— И тут будешь убивать, Петр? Будешь?
— Буду, Хеля. Буду не только потому, что капитан, цугсфюрер и Павелек привыкли к этому и не должны думать, кто будет убивать, кто вытянет черный камень из множества белых, кому дадут револьвер, завернутый в приговор. И даже не потому буду я убивать, что они это взяли также на себя и разделили на всю деревню и на всю округу. И не потому, что как только я убью, не является мне Стах и Моисей. А, пожалуй, потому буду убивать, что вот ходил я с Ясеком, а он пальнул себе в лоб, пошел со Стахом, а через несколько дней валился он у меня из рук, удалось мне привести Моисея, а его окружили в барсучьей норе, и он моими гранатами взорвал себя. И если я увидел, что вместо прежнего лица у меня лицо осиновое, то я убивать должен. И ты, Хеля, зря обманываешь меня, будто нет у меня осинового лица. Как посмотрю случайно в зеркало, в пруд, в ведро с водой, так вижу его. Недавно даже мать заметила, что у меня осиновое лицо. И ты, конечно, его видишь, но не хочешь мне сказать. А целуешь меня, ласкаешь, прижимаешься ко мне, потому что тебе кажется, что это только немного извести, белая пыль, легкий пух.
— Ничего мне не кажется, Петр. А если бы я даже видела в твоем лице осиновое лицо, то все равно целовала бы его и ласкала. Но не для того, чтобы обтереть его. И прошу тебя, Петр, не думай об этом. А если уж ты должен думать об этом, помни, что это я убила полицейского. И поклянись мне, что как только подумаешь об этом, всегда будешь говорить себе: «Ты убила». И еще себе скажешь: «Ты, Стах, убил. И ты, Моисей». И они с тобой согласятся. Ведь они хотят, чтобы мы с тобой гуляли и целовались, лежали у реки и пели во весь голос. Ты поклянешься мне, Петр, что так будешь говорить себе?
— Хорошо, Хеля, клянусь. Буду так себе говорить. И станем мы с тобой гулять и сидеть у реки. И спою я тебе, ох как я тебе спою.

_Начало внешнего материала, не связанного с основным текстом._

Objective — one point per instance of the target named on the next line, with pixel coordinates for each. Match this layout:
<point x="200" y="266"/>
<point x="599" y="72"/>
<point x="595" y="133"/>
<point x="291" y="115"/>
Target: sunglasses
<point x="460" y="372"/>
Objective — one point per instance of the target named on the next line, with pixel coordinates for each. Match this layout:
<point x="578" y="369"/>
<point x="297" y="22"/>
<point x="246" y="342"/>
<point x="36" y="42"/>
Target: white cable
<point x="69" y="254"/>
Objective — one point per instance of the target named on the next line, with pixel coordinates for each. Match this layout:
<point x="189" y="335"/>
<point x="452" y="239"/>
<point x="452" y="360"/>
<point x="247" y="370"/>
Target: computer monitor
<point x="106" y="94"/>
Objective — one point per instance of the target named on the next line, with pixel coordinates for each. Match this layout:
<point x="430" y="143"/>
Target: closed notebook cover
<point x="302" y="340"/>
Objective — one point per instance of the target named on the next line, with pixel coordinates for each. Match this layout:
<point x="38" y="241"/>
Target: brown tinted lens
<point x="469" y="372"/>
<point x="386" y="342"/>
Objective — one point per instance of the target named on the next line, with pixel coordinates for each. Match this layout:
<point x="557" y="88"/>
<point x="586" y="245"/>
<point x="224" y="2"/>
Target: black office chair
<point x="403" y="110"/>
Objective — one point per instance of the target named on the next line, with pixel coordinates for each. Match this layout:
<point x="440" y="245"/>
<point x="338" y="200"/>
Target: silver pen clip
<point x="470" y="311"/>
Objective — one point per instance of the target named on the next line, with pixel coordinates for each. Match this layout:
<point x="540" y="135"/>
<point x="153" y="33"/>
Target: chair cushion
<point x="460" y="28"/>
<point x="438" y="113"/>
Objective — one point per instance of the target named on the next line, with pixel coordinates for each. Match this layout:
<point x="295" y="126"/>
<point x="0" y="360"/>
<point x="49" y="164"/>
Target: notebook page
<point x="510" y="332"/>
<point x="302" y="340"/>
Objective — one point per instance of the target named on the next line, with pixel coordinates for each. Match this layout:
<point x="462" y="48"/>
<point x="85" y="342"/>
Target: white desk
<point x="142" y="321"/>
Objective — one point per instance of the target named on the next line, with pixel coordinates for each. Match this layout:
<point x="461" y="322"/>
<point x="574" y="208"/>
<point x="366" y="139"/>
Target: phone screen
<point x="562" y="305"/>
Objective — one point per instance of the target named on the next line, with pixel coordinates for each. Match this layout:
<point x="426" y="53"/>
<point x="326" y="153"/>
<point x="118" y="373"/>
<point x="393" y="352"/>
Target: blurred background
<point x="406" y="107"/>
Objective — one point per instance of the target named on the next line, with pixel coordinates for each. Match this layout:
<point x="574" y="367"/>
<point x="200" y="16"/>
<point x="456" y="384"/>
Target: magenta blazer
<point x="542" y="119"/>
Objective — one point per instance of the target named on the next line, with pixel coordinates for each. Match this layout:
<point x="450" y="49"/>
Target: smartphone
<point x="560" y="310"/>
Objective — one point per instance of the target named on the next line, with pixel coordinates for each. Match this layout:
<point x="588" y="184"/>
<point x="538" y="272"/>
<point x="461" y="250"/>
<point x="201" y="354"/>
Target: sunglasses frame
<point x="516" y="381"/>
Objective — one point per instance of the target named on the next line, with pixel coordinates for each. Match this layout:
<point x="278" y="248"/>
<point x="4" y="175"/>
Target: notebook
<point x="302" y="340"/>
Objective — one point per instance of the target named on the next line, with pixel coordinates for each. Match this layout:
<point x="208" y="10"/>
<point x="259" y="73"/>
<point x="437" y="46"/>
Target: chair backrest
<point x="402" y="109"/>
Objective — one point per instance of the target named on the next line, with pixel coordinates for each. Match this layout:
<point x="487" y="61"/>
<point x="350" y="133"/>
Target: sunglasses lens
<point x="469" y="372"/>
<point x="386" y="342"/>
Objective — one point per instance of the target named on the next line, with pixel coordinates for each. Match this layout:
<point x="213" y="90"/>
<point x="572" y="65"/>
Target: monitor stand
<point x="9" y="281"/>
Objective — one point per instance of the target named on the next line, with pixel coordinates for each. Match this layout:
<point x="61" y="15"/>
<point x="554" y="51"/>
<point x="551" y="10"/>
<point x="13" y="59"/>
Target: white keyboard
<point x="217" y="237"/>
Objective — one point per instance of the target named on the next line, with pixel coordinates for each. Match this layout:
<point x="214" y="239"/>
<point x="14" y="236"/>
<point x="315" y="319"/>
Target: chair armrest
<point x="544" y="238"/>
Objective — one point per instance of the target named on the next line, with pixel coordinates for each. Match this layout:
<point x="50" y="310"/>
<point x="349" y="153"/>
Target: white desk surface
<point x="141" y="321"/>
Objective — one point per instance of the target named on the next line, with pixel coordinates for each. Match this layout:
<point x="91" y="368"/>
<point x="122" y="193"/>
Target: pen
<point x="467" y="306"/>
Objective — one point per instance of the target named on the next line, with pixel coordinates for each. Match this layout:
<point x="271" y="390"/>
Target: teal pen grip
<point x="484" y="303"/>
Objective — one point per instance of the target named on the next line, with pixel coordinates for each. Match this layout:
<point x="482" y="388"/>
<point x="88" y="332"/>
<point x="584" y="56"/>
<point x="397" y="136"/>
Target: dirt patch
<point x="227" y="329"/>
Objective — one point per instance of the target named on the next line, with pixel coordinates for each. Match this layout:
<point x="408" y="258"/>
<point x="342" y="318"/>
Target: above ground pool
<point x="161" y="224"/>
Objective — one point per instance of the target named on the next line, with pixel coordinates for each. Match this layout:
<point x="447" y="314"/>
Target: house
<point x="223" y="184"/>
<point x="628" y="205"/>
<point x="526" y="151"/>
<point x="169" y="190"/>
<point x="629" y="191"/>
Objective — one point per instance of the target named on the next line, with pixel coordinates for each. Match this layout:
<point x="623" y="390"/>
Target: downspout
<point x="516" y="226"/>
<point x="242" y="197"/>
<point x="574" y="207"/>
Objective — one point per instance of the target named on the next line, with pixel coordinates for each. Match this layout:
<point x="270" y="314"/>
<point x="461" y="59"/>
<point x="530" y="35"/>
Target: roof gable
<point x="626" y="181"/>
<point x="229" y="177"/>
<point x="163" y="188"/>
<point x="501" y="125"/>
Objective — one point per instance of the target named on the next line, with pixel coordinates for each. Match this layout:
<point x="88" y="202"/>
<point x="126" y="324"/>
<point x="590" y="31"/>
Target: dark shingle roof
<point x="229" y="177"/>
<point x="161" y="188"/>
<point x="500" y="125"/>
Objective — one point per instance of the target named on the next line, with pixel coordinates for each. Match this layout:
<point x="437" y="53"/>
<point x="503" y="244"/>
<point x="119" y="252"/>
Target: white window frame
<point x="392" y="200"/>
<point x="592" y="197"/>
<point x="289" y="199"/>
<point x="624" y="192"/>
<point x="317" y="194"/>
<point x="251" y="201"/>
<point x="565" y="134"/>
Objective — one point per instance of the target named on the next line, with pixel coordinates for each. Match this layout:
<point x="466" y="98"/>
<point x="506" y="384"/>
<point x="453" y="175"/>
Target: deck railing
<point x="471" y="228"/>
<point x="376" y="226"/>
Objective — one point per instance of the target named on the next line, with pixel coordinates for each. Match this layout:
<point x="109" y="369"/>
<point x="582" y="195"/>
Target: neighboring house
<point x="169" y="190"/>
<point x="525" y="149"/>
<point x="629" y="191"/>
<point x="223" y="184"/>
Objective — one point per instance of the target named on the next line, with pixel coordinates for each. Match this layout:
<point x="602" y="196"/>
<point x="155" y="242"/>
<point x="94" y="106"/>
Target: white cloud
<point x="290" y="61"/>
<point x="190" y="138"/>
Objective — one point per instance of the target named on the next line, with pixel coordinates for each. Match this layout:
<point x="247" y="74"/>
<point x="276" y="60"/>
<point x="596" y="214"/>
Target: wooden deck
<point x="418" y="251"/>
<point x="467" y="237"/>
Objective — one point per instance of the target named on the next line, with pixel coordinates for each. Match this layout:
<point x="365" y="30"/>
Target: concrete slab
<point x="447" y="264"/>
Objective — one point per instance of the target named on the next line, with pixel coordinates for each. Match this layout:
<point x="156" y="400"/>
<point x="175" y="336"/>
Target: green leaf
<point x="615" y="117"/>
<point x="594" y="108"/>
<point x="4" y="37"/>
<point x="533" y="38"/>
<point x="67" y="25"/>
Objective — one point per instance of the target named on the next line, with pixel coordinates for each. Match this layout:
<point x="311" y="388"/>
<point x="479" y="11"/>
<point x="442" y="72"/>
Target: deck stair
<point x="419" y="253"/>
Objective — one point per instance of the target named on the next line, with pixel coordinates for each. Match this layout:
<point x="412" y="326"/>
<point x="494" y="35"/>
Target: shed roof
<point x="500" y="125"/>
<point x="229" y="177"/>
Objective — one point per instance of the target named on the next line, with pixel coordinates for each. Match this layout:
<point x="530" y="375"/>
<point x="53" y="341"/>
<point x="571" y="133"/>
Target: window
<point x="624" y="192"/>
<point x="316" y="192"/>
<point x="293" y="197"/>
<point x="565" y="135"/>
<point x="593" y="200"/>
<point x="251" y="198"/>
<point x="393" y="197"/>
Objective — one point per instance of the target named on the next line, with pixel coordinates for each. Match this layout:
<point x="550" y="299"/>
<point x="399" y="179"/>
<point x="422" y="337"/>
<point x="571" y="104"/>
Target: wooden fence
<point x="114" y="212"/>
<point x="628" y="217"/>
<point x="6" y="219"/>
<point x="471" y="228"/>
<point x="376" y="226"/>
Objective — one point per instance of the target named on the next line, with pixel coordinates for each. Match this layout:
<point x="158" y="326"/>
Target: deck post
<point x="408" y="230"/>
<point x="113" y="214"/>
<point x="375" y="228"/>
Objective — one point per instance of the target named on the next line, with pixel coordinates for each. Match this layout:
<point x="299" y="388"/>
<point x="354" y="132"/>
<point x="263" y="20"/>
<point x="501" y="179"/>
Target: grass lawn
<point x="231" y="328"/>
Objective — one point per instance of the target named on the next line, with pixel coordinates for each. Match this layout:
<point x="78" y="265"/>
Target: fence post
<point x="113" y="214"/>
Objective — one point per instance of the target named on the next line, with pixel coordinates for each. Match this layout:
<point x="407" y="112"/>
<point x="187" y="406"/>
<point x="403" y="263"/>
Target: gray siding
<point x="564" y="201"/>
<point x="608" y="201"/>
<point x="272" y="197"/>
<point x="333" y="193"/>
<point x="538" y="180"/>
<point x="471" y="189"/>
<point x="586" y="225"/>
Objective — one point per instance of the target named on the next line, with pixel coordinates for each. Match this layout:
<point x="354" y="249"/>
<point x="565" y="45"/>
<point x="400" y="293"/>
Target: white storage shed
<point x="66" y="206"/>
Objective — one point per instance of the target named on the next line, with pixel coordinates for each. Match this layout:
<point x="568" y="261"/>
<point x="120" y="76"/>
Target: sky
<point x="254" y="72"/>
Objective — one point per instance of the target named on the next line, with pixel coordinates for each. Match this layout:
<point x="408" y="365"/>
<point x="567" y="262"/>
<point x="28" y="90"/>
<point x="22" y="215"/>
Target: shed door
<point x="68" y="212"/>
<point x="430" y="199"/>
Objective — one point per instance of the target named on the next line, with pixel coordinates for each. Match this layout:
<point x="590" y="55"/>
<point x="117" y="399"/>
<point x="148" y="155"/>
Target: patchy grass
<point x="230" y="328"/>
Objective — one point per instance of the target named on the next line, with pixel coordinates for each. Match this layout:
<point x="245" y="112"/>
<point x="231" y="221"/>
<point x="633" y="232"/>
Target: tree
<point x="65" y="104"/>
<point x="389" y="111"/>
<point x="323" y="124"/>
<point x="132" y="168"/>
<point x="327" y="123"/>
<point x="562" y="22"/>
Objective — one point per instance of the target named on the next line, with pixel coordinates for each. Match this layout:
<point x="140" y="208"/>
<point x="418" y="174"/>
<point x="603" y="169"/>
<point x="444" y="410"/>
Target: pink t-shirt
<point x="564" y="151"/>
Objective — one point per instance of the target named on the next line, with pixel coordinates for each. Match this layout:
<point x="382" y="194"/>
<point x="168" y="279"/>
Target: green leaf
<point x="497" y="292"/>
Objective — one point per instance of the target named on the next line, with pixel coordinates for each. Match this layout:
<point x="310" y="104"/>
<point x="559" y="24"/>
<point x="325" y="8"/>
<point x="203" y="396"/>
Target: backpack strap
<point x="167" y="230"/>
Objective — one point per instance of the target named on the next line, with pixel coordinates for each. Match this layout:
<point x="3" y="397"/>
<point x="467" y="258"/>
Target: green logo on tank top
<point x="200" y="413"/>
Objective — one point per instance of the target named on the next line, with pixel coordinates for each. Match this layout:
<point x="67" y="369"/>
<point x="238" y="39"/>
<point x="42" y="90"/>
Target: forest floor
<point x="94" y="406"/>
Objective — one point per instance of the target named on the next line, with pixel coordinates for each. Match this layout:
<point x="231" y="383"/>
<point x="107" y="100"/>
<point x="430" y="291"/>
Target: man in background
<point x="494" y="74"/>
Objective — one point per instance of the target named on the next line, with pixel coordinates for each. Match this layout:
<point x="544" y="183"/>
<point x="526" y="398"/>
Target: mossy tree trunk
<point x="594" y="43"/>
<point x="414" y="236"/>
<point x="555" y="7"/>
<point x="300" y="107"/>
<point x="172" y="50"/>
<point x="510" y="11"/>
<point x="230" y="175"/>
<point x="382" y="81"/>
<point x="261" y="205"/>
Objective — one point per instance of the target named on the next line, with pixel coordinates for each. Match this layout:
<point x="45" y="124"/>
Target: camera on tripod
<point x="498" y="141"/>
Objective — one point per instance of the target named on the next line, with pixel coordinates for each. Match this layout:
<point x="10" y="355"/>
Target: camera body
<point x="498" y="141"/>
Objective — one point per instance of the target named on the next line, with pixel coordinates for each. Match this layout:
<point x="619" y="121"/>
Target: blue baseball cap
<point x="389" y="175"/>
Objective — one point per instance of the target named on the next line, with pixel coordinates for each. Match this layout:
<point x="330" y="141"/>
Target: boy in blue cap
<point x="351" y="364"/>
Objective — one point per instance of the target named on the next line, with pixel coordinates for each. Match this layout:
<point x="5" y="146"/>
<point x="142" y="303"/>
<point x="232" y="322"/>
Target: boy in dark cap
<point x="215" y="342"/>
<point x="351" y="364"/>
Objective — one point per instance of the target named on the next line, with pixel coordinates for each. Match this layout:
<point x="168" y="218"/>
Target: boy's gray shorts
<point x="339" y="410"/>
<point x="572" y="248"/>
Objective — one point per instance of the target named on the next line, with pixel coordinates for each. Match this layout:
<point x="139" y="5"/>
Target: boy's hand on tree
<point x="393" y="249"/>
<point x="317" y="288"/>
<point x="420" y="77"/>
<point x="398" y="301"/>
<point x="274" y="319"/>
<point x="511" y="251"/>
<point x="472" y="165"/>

Я говорил так, а моя голова оставалась в руках Хели. И тут я вспомнил Моисея. Моисей, когда ему что-то нравилось, когда он радовался или хотел кого-нибудь обрадовать, всегда так говорил. И снова я вспомнил полицейского. И посмотрел на Хелю. И про себя, глазом не моргнув, я сказал: «Ты убила». И тут же добавил, думая о Моисее: «Ты тоже его убил». И то же самое, думая о почтальоне и о солтысе из-за реки, сказал я Стаху. И только тогда я увидел Хелю, ее лицо, склоненное надо мной, ее руки, обнимавшие мою голову. А как только увидел я ее, обнимавшую голову мою, склоненную надо мной, посмотрел я и ниже, на ее обнаженные ноги, и почувствовал под руками два живых яблока, двух беспокойных зверьков. Я приподнялся на локтях и, забыв обо всем, стал целовать Хелю, начиная от обнаженных локтей. И разболелся у меня низ живота, и горло мое было насквозь пробито стрелой. И радовался я, что все это еще происходит со мной. И улыбался я, положив Хелю на землю, гладя высоко обнаженные ноги ее, а потом сжав руками ее двух беспокойных зверьков. В Хеле тоже прояснилось, как в весенней воде, и опять полились торопливо ее слова, и слышались в них уже молитва и псалом. И уже эта молитва, этот псалом начались, но тут Хеля оттолкнула меня руками, заплакала. Села на траве, поправляя одежду.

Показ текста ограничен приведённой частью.